Cadillac Mountain (1,528 feet, named for Antoine Laumet de La Mothe, sieur de Cadillac, a French explorer in the late 1600's) is the highest prominence within 25 miles of the Atlantic Coast between the Cape Breton Highlands in Nova Scotia and the volcanic peaks of southern Mexico. From 1883 to 1893 a cog railroad was carrying tourists to the Green Mountain Hotel on the summit of Cadillac Mountain. Traffic couldn't have been that good as the hotel burned (in mysterious circumstances) in 1895 and the railroad was sold to a group that moved it to New Hampshire where it became part of the cog railroad that ran to the summit of Mount Washington. With a paved road and several hiking trails leading to its summit, Cadillac Mountains still sees the lion's share of the estimated 2 million annual visitors to the park.
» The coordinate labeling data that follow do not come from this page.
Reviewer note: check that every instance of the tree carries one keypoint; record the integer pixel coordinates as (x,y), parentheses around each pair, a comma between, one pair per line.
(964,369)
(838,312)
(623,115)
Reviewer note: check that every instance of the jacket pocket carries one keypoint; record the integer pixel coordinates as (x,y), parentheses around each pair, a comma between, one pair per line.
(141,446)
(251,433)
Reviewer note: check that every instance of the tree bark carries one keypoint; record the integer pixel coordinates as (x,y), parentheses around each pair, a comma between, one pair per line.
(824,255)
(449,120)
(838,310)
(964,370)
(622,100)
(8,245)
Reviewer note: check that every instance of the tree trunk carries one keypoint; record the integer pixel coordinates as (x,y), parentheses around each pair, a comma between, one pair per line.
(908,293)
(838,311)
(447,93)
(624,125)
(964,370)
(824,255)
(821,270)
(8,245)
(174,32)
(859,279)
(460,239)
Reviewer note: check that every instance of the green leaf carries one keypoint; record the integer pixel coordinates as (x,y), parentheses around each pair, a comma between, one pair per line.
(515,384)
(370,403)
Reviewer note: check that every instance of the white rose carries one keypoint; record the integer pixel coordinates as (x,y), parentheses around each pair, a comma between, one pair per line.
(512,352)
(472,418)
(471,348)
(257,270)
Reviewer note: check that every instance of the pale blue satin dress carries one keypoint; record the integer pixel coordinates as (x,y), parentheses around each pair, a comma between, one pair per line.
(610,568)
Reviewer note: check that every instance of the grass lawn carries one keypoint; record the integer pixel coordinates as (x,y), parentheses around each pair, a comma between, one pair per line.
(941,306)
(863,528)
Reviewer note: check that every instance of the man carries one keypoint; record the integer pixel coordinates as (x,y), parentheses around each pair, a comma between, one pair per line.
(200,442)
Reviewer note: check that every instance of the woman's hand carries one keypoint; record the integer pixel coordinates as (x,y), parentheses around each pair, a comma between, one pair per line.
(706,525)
Today, Acadia National Park encompasses abut 47,000 acres with 30,300 acres on Mount Desert Island, 2,728 acres on Isle au Haut and 2,366 acres on the Schoodic Peninsula. The permanent park bounday was set by an Act of Congress in 1986 and includes a number of private in-holdings which the National Park Service is trying to acquire. Most of the park's land on Mount Desert Island was donated by private individuals in the early 1900's. The Schoodic Peninsula District was added to the park in 2002 with the acquisition of the Schoodic Navy base. That former Navy base has since been renovated into the Schoodic Education and Research Center, the largest of about 20 National Park Service research learning centers.
The park offers several visitor centers and a couple museums but what's open to the public varies with the seasons. The park headquarters is open year round from 8 am to 4:30 pm. Headquarters is open daily in November and December (except for Thanksgiving Day, Christmas Eve Day and Christmas Day) and again from March 1 to April 15. The rest of the year the office is only open Monday through Friday. The other visitor centers are generally open from around mid-April to mid-October. There are three campgrounds in the park but only the Blackwoods Campground is open year round. Seawall Campground is open from late May through September and Duck Harbor Campground (on Isle au Haut) is open from May 15 to October 15 (permit required). From December through March, the Blackwoods Campground is primitive, walk-in only, permit required. Most of the Park Loop Road is closed from December 1 to April 14 and the unpaved roads in the park are closed from November 15 to May 15.
A $20 per vehicle (good for seven days) fee is charged from May through October. It's $5 (good for seven days) per motorcyclist, bicyclist, horseback rider and pedestrian. Youth 15 and under are free.